Ese día decido romper la rutina de escuchar mis canciones favoritas para darme la oportunidad de oír algo distinto, un álbum que recién descargué y que nunca he oído.
El Jonatan que subió ese día al autobús no sería nunca más el mismo al bajar.
El Jonatan que subió ese día al autobús no sería nunca más el mismo al bajar.

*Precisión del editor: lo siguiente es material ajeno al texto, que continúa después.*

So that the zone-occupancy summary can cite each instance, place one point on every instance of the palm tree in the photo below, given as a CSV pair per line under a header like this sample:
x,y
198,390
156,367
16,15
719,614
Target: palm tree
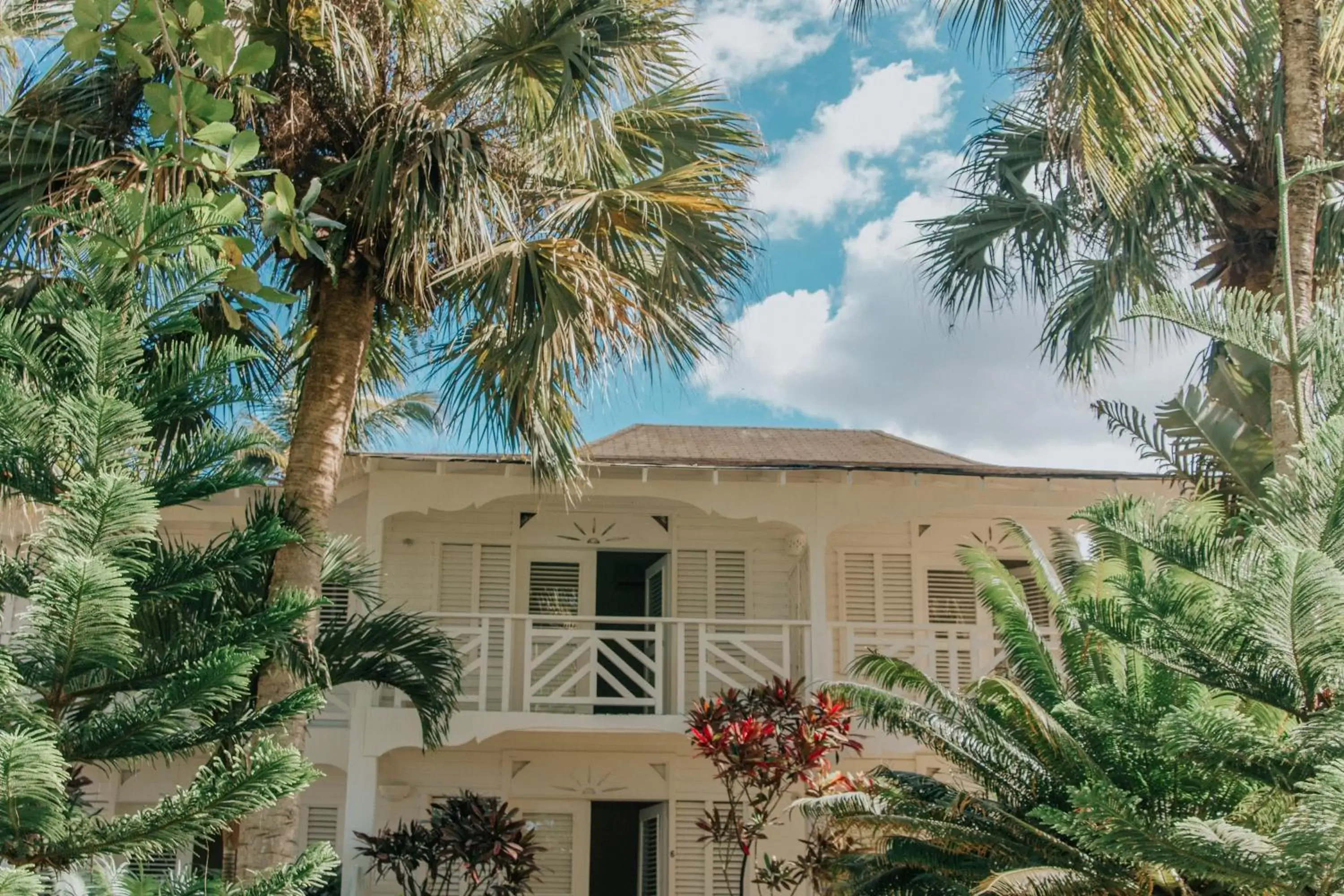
x,y
174,390
1069,716
1046,221
546,179
385,409
1252,606
97,377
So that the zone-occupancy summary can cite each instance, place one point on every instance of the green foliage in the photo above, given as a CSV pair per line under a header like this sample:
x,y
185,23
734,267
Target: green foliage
x,y
1062,724
107,412
424,152
470,845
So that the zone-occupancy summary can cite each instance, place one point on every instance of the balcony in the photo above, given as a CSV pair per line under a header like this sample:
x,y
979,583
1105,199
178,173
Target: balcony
x,y
615,665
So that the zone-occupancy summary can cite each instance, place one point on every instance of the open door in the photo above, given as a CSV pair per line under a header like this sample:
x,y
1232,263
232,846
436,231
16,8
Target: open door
x,y
654,835
655,586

Por esas fechas había descubierto unas listas en internet sobre los mejores discos del rock en español que se habían realizado hasta el momento. Como buen fan, quería saber, según la crítica, qué banda ocupaba el primer lugar. Para mi sorpresa, Caifanes apenas aparecía en los primeros 15 puestos. Café Tacvba, Soda Stereo y Manu Chao se disputaban los primeros lugares, seguidos de muchas otras bandas conocidas.
Muchos de esos discos ya los había escuchado, de otros sólo conocía algunas canciones e incluso había otros que nunca había visto pero si conocía a esas bandas que los habían grabados.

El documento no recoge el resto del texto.